After five years of bootstrapped growth, the firm raised its first external capital in September 2018, securing US $3.6 million in a Series A round led by ISAI and French Partners, funding that French technology outlet Maddyness reported would finance “nearly eighty” new hires split between Lyon engineering and a strengthened U.S. sales operation.[2] During the same period, the company opened a Manhattan office and began marketing its software to North-American e-commerce brands, a strategy that culminated in relocating its commercial headquarters to New York City. Trade-press coverage has since grouped Upfluence among the principal players in the influencer-marketing platform market; a 2024 TechCrunch feature, for instance, cited Upfluence alongside CreatorIQ when profiling emerging competitor Modash.[3]

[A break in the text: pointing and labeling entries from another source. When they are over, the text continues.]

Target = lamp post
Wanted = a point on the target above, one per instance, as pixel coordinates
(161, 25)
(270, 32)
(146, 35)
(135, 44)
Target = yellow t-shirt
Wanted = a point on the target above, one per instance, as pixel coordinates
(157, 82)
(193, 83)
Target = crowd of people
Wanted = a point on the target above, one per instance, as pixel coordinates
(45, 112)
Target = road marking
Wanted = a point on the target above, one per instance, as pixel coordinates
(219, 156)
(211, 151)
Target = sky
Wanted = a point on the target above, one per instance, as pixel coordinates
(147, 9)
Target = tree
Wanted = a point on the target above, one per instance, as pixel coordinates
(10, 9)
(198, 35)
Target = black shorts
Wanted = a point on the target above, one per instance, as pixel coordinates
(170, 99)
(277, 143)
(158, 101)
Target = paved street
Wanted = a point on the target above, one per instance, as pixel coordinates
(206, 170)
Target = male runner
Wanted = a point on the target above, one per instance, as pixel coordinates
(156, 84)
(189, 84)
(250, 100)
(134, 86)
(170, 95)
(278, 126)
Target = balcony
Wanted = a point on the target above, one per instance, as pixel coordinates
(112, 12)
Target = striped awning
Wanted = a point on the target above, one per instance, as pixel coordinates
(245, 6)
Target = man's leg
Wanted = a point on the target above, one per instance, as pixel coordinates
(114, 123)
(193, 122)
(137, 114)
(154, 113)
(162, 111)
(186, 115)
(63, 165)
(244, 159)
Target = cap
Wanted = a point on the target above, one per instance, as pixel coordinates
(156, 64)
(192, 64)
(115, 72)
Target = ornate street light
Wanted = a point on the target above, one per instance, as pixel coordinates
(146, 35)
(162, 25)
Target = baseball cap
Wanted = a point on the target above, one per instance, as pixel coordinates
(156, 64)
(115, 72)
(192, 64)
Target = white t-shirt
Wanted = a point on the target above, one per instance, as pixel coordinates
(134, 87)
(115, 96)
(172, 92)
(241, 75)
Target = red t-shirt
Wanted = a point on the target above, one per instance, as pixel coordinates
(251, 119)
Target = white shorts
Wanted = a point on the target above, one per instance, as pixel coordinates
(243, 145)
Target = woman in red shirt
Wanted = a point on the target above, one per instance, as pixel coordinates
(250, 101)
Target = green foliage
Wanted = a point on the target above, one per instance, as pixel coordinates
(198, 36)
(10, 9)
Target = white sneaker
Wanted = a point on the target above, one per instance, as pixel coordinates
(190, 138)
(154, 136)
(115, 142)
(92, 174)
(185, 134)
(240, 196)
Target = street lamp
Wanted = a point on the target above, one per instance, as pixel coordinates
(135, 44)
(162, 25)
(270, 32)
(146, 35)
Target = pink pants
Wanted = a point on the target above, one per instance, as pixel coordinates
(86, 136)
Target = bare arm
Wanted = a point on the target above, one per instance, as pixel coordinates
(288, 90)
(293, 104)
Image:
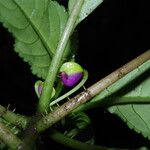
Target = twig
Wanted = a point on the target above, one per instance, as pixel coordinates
(57, 59)
(9, 138)
(98, 87)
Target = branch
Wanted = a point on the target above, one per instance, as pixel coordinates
(13, 118)
(9, 138)
(57, 59)
(86, 95)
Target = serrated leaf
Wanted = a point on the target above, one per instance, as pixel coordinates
(37, 26)
(77, 122)
(135, 115)
(107, 96)
(88, 7)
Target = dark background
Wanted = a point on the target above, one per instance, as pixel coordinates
(115, 33)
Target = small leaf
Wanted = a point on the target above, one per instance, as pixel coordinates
(37, 26)
(38, 89)
(135, 115)
(88, 7)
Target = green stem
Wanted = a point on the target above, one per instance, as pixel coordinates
(95, 89)
(85, 76)
(9, 138)
(57, 59)
(15, 119)
(73, 144)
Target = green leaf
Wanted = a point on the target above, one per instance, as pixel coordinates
(135, 115)
(108, 96)
(88, 7)
(76, 123)
(37, 26)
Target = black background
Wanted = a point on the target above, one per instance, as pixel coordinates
(115, 33)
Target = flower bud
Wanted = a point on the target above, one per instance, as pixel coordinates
(71, 73)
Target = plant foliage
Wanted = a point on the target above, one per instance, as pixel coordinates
(37, 26)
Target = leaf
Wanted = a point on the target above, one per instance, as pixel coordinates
(77, 122)
(135, 115)
(108, 97)
(88, 7)
(37, 26)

A 2019 Adweek investigation into TikTok’s early U.S. expansion referenced an internal campaign brief prepared by Upfluence that outlined incentives for recruiting creators from rival platforms.[4]

Platform

[edit]

Upfluence;s cloud platform indexes social-network data across Instagram, TikTok, YouTube, Facebook, Twitter, Twitch and personal blogs.[1]

In 2021, Upfluence introduced Live Capture, a feature that scans a merchant’s own shopper and newsletter databases in real time to surface customers who already possess social followings.[1]

Research

[edit]

Academic literature often cites Upfluence as a representative tool in influencer-marketing research; a 2024 article in Cogent Business & Management listed the platform among those “critical for identifying the right influencers.”[5] Industry surveys likewise rely on Upfluence data: a 2021 Business Insider analysis drawing on figures compiled with Influencer Marketing Hub reported that 62 percent of marketers planned to increase their influencer budgets that year.[6]

References

[edit]
  1. ^ a b c d Dita, Hanin (9 August 2021). "Influencer marketing app Upfluence stands out with live capture feature". ContentGrip.
  2. ^ Russell, Geraldine (3 September 2018). "Upfluence lève 3,6 millions de dollars et recrute près de 80 personnes". Maddyness (in French).
  3. ^ Heim, Anna (30 October 2024). "Modash is flipping the influencer-marketing script by connecting brands with the long tail of creators". TechCrunch.
  4. ^ Wodinsky, Shoshana (20 November 2019). "An Inside Look Into How TikTok Could Attempt to Win Over Influencers". Adweek.
  5. ^ Sarkis, Nada; Jabbour Al Maalouf, Nada; El Lakiss, Ramy (2024). "Examining influencer marketing: the roles of para-social relationships, unpaid collaborations, and trustworthiness in shaping consumer buying behavior". Cogent Business & Management. 11 (1). doi:10.1080/23311975.2024.2419501.
  6. ^ "Influencer marketing stats: How creators have impacted businesses in 2021". Business Insider. 17 May 2021. Retrieved 15 May 2025.